Following peripheral nerve injury in humans, fascicular reanastomosis is one method of promoting reinnervation and the return of useable function to the denervated tissues. The major factor limiting the success of this procedure has been the ability to match appropriate fascicles in the proximal and distal nerve stumps. The constancy of regional anatomical fascicular patterns, elegantly documented by Sunderland, is utilized by nerve surgeons to match fascicles (1). However, dramatic coalescence and redistribution of fascicles within a few milimeters of nerve length militates against fascicular reunion (1). Electrical stimulation testing of individual fascicles demonstrates motor and sensory responses, but the complement of sensory and motor axons in these fascicles in unknown (2). Another alternative, histochemical acetylcholinesterase staining of nerve stump biopsies distinguishes highly reactive motor axons from less reactive sensory fibers. However, the 24 to 36 hours of incubation time required for human nerves necessitates a two-stage nerve repair on separate days (3,4). At present, anatomical patterns remain the primary guides for fascicular reanastomosis.
Recently, Riley et al, discovered that carbonic anhydrase (CA) histochemistry distinguishes dorsal sensory root axons from ventral motor root axons in the rat (5,6). The presence of CA activity in sensory neurons was corroborated immunocytochemically (7).

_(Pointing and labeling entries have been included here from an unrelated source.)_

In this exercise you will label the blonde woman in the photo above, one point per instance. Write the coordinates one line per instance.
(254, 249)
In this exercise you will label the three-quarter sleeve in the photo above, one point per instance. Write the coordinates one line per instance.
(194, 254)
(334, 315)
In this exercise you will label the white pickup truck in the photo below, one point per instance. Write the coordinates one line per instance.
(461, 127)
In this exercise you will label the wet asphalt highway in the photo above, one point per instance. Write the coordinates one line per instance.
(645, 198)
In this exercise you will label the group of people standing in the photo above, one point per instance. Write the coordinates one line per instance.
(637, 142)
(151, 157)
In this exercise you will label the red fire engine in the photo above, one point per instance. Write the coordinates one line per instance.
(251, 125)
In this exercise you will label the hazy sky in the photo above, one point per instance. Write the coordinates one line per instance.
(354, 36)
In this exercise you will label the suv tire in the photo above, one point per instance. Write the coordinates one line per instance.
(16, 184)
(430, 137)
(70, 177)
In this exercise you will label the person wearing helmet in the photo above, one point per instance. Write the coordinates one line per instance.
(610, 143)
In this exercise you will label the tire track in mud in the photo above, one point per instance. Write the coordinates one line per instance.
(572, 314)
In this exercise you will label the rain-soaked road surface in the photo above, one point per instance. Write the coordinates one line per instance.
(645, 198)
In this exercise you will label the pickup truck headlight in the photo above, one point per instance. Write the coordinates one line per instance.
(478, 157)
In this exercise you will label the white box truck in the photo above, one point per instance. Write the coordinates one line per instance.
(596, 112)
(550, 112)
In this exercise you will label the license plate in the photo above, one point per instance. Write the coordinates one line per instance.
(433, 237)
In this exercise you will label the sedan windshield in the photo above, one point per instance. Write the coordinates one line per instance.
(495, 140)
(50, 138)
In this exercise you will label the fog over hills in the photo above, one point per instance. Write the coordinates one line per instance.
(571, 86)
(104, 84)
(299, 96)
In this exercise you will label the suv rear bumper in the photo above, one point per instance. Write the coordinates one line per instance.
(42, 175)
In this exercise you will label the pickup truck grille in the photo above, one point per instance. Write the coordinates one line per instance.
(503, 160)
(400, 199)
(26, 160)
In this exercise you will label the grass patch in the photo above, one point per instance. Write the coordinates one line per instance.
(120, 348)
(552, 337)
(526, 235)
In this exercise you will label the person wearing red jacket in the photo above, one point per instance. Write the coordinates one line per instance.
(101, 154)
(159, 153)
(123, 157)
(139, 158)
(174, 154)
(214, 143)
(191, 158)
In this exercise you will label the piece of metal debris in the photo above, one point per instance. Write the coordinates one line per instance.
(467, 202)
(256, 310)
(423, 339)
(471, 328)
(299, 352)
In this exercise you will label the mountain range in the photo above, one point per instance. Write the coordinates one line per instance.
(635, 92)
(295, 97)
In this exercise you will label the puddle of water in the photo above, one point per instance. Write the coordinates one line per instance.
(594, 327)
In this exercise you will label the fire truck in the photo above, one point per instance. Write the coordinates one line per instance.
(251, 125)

It has been recently discovered that human peripheral nerves exhibit differential carbonic anhydrase activity and staining properties which allow for the discrimination between nerve fascicles (8, 9). The staining reaction required only 3 to 4 hours. As a result, histochemically-aided nerve repair can be accomplished in a single operation.
Nerve fascicles of human peripheral nerves can be distinguished histochemically from one another in nerve biopsies by the carbonic anhydrase staining patterns of their constituent myelinated axons (8,9). To use the staining procedure clinically would require transporting nerve biopsies from the surgery room to a histochemical laboratory for sectioning and reacting the specimens, drawing maps of the fascicular staining patterns and returning the diagrams to the surgeon for use in matching fascicles in the proximal and distal nerve stumps.